Posted: Tue Nov 08, 2011 12:42 pm
by rahulshr
I think got my mistake..
because characteristic polynomial satisfies det(A-kI) = 0...and not (A-I)^2 is something different.

Re: Linear algebra & fields problems

Posted: Tue Nov 08, 2011 1:59 pm
by owlpride
Be careful to distinguish between the characteristic and the minimal polynomial. If (A - I)^2 = 0, then the minimal polynomial of A is either (x-1) or (x-1)^2, but its characteristic polynomial could be (x-1)^100. The Jordan Normal Form captures precisely this difference between the minimal and the characteristic polynomial.

Re: Linear algebra & fields problems

Posted: Thu Apr 12, 2012 2:11 pm
by jstanczyk
Although the jordan form is useful, it is not necessary for this problem. It does give a quick answer, but I would like to note that the problem has a quick solution even without it.

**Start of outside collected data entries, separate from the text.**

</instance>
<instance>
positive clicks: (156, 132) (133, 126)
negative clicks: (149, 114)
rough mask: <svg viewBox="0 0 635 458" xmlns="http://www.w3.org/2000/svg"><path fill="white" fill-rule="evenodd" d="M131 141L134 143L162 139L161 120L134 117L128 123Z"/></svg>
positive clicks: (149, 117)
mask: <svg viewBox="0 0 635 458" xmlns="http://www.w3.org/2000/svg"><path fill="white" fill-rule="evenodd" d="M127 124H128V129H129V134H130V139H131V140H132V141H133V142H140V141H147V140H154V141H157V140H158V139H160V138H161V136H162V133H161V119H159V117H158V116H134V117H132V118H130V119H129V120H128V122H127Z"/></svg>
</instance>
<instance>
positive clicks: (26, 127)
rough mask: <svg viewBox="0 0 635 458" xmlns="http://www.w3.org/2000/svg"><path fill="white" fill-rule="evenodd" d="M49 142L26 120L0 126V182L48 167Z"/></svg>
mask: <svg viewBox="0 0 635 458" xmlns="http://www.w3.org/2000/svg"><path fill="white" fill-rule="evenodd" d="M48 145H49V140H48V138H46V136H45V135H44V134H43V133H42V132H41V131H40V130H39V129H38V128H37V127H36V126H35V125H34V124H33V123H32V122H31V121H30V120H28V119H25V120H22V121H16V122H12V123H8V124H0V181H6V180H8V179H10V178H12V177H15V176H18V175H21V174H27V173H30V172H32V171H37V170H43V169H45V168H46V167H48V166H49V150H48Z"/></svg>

If (A-I)^2=0 then we have A^2-2A+I=0. Since the right side is the zero matrix, it will map every x to zero. Every eigenvalue h must have a non-zero eigenvector x. Apply x to both sides of the last equation and you have:

h^2x -2hx+x=(h^2-2h+1)x=0. Since x is not zero h must satisfy (h^2-2h+1)=0 meaning h must be 1. Therefore all eigenvalues are equal to 1. That, of course, tells you that 2 and 3 must be true.